Alnylam Completes Enrollment for Phase 3 HELIOS-A Trial Testing Vutrisiran
Alnylam Pharmaceuticals announced that it has completed patient enrollment for its Phase 3 HELIOS-A trial of vutrisiran, which will test the safety and efficacy of the candidate therapy for treating hereditary transthyretin amyloidosis.
HELIOS-A (NCT03759379) enrolled 160 participants from 68 clinical sites across 22 countries worldwide. Topline data is expected by the beginning of 2021.
“We are pleased to have reached another important milestone for our TTR program by completing enrollment of the HELIOS-A study,” Rena Denoncourt, program leader for the vutrisiran clinical program at Alnylam, said in a press release.
“We are committed to developing multiple therapeutic options for this progressive, life-threatening and multisystem disease, and believe that vutrisiran, as a low-dose, once-quarterly, subcutaneously administered investigational therapeutic, can be an attractive option for patients. We look forward to sharing topline results in early 2021,” Denoncourt said.
Hereditary transthyretin amyloidosis or hATTR, also known as familial amyloid polyneuropathy or FAP, is a progressive neurodegenerative disorder caused by mutations in the TTR gene, which provides instructions to make a protein called transthyretin. This protein transports vitamin A (retinol) and a hormone called thyroxine throughout the body. The mutations lead to the production of an abnormal, misfolded protein that tends to clump together and form aggregates known as amyloid deposits in different tissues and organs.

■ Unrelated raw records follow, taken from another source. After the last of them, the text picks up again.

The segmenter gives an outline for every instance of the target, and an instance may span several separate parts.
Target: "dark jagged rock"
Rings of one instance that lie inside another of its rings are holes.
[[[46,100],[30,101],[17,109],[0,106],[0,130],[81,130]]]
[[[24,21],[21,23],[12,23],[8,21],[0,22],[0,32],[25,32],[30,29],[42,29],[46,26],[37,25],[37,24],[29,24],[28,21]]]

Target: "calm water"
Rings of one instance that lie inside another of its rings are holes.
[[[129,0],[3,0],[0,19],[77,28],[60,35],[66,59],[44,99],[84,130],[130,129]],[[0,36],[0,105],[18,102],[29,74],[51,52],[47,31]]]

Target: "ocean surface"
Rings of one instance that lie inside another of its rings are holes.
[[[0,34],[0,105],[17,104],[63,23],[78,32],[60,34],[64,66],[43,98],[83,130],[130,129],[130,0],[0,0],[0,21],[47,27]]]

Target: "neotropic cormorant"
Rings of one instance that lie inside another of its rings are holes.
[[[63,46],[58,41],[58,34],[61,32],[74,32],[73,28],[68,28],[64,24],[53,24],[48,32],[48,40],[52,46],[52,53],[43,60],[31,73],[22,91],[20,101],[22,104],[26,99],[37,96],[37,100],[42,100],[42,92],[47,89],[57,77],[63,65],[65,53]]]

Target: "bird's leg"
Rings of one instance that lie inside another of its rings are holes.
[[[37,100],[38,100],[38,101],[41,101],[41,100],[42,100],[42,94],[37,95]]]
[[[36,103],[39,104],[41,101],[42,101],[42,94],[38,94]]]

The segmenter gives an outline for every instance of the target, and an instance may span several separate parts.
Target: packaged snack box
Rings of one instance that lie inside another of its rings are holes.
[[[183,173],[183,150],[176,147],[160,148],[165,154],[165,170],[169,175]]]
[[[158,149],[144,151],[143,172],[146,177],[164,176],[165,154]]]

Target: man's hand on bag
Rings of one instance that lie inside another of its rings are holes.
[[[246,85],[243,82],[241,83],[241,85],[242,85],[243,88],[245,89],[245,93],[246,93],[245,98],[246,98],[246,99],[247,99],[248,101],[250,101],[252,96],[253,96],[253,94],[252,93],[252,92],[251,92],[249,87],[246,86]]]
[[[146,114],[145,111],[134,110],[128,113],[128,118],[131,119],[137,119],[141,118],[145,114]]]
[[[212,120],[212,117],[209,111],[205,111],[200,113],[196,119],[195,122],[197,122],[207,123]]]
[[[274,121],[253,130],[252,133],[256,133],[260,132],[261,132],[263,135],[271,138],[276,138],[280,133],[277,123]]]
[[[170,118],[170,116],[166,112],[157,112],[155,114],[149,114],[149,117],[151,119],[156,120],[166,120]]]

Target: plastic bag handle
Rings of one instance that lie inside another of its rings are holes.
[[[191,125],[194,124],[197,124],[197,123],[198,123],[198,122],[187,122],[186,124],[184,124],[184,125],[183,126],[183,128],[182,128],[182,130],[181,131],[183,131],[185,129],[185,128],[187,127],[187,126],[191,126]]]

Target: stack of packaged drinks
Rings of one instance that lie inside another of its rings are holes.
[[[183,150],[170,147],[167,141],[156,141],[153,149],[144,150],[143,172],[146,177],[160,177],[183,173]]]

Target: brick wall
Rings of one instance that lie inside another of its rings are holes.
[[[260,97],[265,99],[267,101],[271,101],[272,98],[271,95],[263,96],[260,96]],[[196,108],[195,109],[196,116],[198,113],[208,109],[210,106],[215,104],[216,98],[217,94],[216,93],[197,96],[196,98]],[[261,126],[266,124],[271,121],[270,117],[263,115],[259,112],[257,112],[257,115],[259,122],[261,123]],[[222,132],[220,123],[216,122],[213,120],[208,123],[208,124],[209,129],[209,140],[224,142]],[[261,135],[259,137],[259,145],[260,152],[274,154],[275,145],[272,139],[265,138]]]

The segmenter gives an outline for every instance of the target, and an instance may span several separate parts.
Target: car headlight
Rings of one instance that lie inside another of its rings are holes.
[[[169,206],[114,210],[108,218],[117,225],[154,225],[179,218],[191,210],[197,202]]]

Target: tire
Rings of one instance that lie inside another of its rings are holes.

Formerly known as ALN-TTRsc02, Vutrisiran is an RNA-targeted therapy that shuts down the production of the misfolded transthyretin by latching onto and silencing its messenger RNA — the molecule that is used as a template for the production of the protein. Vutrisiran received orphan drug status for the treatment of FAP in both the U.S. and the EU in 2018.
HELIOS-A is a Phase 3, global, randomized, open-label study that has been designed to evaluate the effectiveness and safety of vutrisiran in people with FAP. Participants will be randomly assigned to receive either 25mg of vutrisiran subcutaneously — in under-the-skin injections — once every 12 weeks, or 0.3mg/kg of Onpattro (patisiran), given intravenously, or into the vein, once every three weeks.
Onpattro was the first RNA-targeted therapy to win approval from the U.S. Food and Drug Administration (FDA) for the treatment of FAP. It will be used in the HELIOS-A study for comparison purposes.
For most study goals, the results from patients receiving vutrisiran will be compared with data from participants who were given a placebo in the Phase 3 APOLLO (NCT01960348) trial. That study, completed in 2017, assessed the safety and efficacy of Onpattro in patients with FAP.
The main goals of HELIOS-A include assessing the changes in scores on two tests — the modified Neurologic Impairment Score +7 (mNIS+7) and the Norfolk Quality of Life-Diabetic Neuropathy (Norfolk QoL-DN) — from the start of the study to its nine-month mark.
Secondary goals include changes from the study’s start, or baseline, in a timed 10-meter walk test, body mass index (BMI), and the Rash-built Overall Disability Scale (R-ODS), which is a measure of physical activity and social participation limits.
Investigators also will compare the degree to which transthyretin is reduced in blood samples from those taking vutrisiran with those receiving Onpattro. Other exploratory endpoints include assessing the effects of vutrisiran on specific symptoms of FAP, such as the buildup of amyloid deposits in the heart.
Alnylam also is testing the safety and efficacy of vutrisiran in a separate Phase 3 trial called HELIOS-B (NCT04153149), which is enrolling FAP patients with heart disease (cardiomyopathy). HELIOS-B is still recruiting participants at several sites across the U.S.
Together, both trials will test vutrisiran’s effectiveness across the full spectrum of FAP symptoms.